24. Lab: Feature Extraction with Cifar10
Cool, now that you have a baseline for Cifar10, let's get started with feature extraction.
The Code
import pickle
import tensorflow as tf
# TODO: import Keras layers you need here
Nothing fancy here, just some imports we need to run the code, pickle is used to load the bottleneck features.
flags = tf.app.flags
FLAGS = flags.FLAGS
# command line flags
flags.DEFINE_string('training_file', '', "Bottleneck features training file (.p)")
flags.DEFINE_string('validation_file', '', "Bottleneck features validation file (.p)")
Here we define some command line flags, this avoids having to manually open and edit the file if we want to change the files we train and validate our model with.
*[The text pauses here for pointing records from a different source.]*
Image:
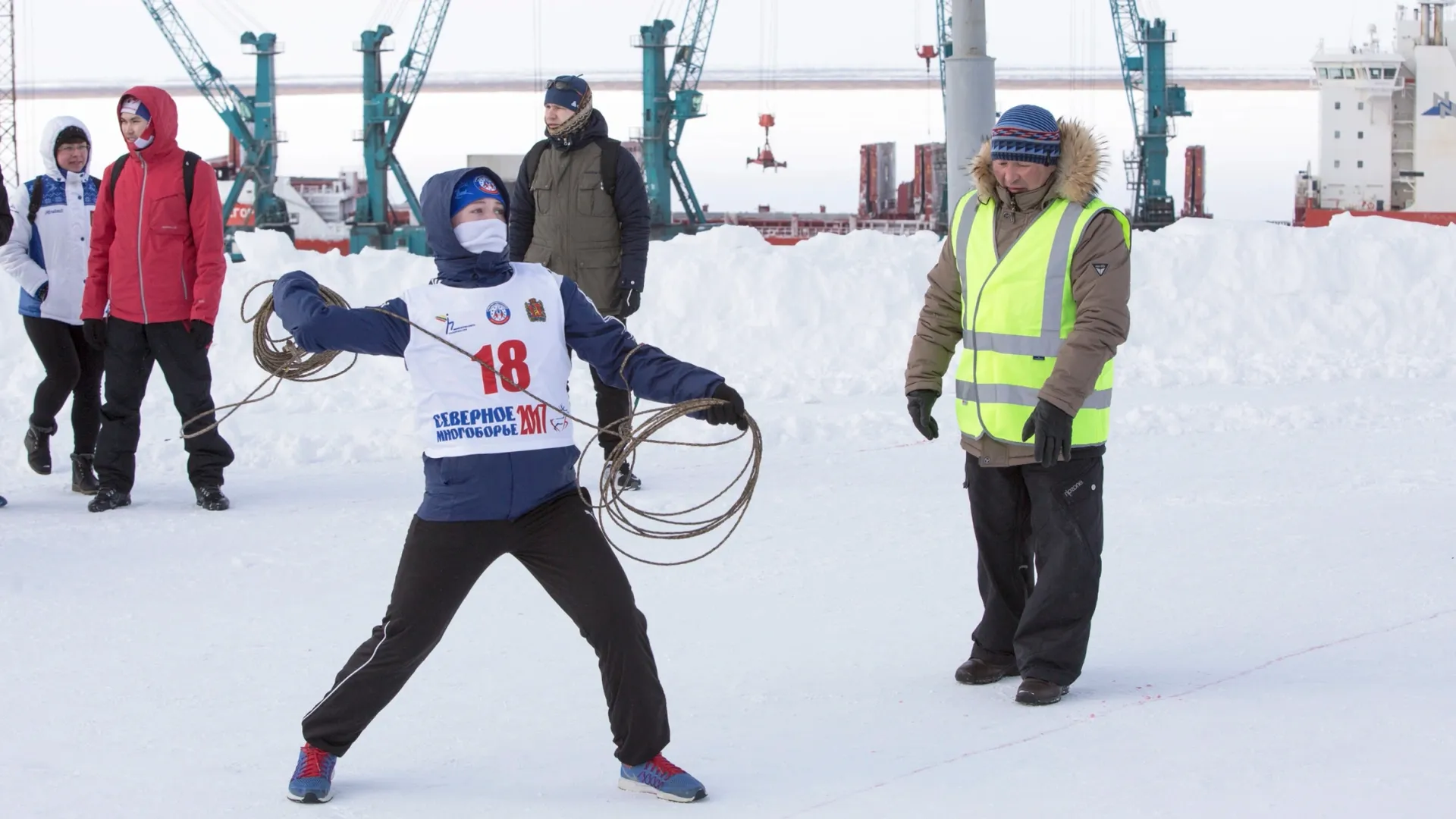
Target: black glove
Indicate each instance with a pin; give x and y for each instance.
(629, 302)
(921, 404)
(1053, 430)
(730, 413)
(95, 333)
(201, 334)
Here's how you would run the file from the command line:
python feature_extraction.py --training_file vgg_cifar10_100_bottleneck_features_train.p --validation_file vgg_cifar10_bottleneck_features_validation.p
Running this program will train feature extraction with the VGG network/Cifar10 dataset bottleneck features. The 100 in vgg_cifar10_100 indicates this file has 100 examples per class.
You could define additional flags if you wish. Possible candidates could be the batch size or the number of epochs.
def load_bottleneck_data(training_file, validation_file):
"""
Utility function to load bottleneck features.
Arguments:
training_file - String
validation_file - String
"""
print("Training file", training_file)
print("Validation file", validation_file)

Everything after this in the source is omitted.